Body

There is growing appreciation of the perils of naively using the same data for model selection and subsequent inference; such “double-dipping” is now frowned upon in many disciplines. Sample splitting has become the de facto solution, but it reflects only one possible solution to the challenge of choosing data-driven hypotheses for subsequent inferential investigation. Indeed, there are some cases, e.g., with dependent data or when using unsupervised methods like clustering, where it is not clear how to appropriately conduct sample splitting. The statistical sub-field of “selective inference” embraces this challenge with the goal of offering methods in this setting that are both valid and powerful.

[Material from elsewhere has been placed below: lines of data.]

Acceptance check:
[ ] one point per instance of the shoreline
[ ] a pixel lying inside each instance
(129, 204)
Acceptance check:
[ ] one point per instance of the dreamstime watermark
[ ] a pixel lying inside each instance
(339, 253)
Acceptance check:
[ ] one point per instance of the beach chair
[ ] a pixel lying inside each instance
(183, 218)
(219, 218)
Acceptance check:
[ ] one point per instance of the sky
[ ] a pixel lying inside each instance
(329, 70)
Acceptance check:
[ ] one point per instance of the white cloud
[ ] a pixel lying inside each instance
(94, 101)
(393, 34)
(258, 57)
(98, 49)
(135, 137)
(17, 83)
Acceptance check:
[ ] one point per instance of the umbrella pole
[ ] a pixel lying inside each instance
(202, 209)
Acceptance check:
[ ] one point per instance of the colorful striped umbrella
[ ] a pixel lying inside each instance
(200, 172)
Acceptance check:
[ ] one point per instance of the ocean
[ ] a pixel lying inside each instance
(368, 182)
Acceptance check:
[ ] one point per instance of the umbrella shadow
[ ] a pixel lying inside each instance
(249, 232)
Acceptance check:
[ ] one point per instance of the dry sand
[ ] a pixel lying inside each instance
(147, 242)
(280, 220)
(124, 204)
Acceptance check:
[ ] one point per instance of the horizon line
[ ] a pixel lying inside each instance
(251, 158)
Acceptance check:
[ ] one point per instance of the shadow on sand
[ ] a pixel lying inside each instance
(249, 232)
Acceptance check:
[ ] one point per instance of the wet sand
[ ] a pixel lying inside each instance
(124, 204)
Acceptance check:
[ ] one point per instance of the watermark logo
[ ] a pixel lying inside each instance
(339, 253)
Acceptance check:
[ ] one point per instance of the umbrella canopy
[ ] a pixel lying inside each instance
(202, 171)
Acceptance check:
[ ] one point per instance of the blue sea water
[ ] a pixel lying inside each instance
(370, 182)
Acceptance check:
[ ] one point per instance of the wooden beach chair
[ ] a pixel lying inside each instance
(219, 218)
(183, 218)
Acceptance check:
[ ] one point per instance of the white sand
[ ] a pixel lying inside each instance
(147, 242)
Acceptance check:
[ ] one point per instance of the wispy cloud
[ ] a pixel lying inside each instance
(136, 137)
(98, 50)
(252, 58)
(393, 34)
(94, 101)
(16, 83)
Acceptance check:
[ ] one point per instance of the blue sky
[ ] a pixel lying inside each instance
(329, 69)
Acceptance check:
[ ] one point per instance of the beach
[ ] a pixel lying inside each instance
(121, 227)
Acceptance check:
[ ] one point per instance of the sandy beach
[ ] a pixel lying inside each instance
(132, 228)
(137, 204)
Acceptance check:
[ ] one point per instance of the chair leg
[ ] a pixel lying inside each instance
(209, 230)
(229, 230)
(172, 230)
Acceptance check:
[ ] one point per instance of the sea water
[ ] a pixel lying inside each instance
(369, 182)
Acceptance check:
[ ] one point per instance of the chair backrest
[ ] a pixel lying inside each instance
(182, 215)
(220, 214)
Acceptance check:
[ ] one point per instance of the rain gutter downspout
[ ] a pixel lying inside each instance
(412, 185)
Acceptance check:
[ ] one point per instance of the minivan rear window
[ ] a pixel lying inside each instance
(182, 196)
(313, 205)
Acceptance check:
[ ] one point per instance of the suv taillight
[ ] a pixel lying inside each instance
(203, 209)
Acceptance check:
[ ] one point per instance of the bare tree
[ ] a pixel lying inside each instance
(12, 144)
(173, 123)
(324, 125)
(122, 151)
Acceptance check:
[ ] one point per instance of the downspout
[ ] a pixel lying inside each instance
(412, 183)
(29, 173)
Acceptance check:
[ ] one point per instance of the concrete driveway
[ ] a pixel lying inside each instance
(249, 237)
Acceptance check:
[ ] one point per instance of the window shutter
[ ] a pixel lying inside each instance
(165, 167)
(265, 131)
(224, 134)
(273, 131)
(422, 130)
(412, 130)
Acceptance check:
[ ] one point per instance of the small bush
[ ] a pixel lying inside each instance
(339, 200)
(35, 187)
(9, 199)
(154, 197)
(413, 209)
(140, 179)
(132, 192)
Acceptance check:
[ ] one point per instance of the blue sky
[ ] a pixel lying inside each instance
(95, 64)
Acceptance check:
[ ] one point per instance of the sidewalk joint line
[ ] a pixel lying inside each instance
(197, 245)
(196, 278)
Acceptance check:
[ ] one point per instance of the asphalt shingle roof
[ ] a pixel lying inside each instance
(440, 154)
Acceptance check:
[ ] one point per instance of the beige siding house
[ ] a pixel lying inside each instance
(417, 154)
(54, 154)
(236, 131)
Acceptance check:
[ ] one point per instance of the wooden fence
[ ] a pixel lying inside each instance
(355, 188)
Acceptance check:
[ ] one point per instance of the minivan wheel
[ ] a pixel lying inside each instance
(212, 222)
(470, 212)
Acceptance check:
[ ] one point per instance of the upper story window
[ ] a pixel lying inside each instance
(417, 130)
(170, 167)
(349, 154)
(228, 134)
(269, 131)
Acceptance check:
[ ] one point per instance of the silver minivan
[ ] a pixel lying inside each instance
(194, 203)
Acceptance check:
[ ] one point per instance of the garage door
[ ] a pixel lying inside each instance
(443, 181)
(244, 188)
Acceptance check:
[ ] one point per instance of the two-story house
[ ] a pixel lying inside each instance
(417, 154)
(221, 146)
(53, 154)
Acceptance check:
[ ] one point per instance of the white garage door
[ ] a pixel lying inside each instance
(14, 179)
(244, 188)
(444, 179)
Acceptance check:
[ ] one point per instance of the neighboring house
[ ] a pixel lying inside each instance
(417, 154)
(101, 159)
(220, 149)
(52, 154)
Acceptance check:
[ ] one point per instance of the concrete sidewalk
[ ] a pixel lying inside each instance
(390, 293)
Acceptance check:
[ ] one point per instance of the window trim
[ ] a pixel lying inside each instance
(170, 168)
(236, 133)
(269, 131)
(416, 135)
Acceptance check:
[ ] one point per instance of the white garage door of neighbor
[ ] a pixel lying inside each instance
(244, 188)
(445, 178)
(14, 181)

In this talk, I’ll discuss some alternatives to sample splitting drawn from recent and current statistical work. I’ll discuss approaches based on both conditioning and data thinning. The "conditional” approach adjusts for exploratory analyses by conditioning on the selection event. I’ll review some cases where this approach has been used successfully, but note that it requires the development of potentially technically challenging and bespoke methods. Another alternative to sample splitting is “data thinning,” which can enable greater selective flexibility and can be especially useful in settings where sample splitting is not readily applicable. I’ll illuminate both approaches by discussing some ongoing projects. This presentation will include joint work with Daniela Witten, Ethan Ancell, and Olivia McGough.